- Date: December 22, 2004
- Season: 2004
- Stadium: Ladd–Peebles Stadium
- Location: Mobile, Alabama
- MVP: Bowling Green QB Omar Jacobs
- Referee: Jim Lapetina (Big Ten)
- Attendance: 29,500

United States TV coverage
- Network: ESPN
- Announcers: Mark Jones (Play-by-Play) Bob Davie (Analyst) Holly Rowe (Sidelines)

= 2004 GMAC Bowl =

The 2004 GMAC Bowl was an American college football bowl game. It was part of the 2004 NCAA Division I-A football season, and was the 6th edition. It was played in December 2004, and featured the Memphis Tigers, and the Bowling Green Falcons.

==Game recap==
Before the game, heavy rains soaked the field and continued through almost the whole game. Running back PJ Pope scored on a 1-yard touchdown run, to give Bowling Green an early 7–0 lead. Quarterback Omar Jacobs threw an 18-yard touchdown pass to wide receiver Charles Sharon, stretching the lead out to 14–0. Memphis's quarterback Danny Wimprine threw a 42-yard touchdown pass to John Doucette to cut the lead to 14–7. Omar Jacobs again hooked up with Charlie Sharon, this time on a 36-yard touchdown pass to gain a 21–7 lead after the 1st quarter.

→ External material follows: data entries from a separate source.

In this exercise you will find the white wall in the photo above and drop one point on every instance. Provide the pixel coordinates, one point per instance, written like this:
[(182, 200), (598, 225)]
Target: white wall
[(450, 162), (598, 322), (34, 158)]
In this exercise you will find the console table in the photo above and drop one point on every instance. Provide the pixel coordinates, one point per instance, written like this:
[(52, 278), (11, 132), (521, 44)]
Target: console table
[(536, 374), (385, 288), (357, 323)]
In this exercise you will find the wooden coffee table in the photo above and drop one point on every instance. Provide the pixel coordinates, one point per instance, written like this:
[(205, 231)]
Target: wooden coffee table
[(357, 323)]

In the second quarter, Danny Wimprine found wide receiver Chris Kelly for a 61-yard touchdown pass, to get within 21–14. Omar Jacobs found Steve Sanders for a 31-yard touchdown pass to extend the lead to 28–14. Danny Wimprine found Maurice Avery for a 38-yard touchdown pass, and the lead was 28–21. DeAngelo Williams later scored on a 31-yard touchdown run to tie the game at 28.

Before halftime, Omar Jacobs found Steve Sanders again, this time for a 17-yard touchdown pass to regain the lead at 35–28. In the third quarter, he threw a 13-yard touchdown pass to PJ Pope, to extend the lead to 42–28. A Shaun Suisham field goal increased the lead to 45–28. A PJ Pope touchdown run in the fourth quarter increased the lead to 52–28. John Doucette scored on a 14-yard touchdown pass from Danny Wimprine, to make the final score 52–35.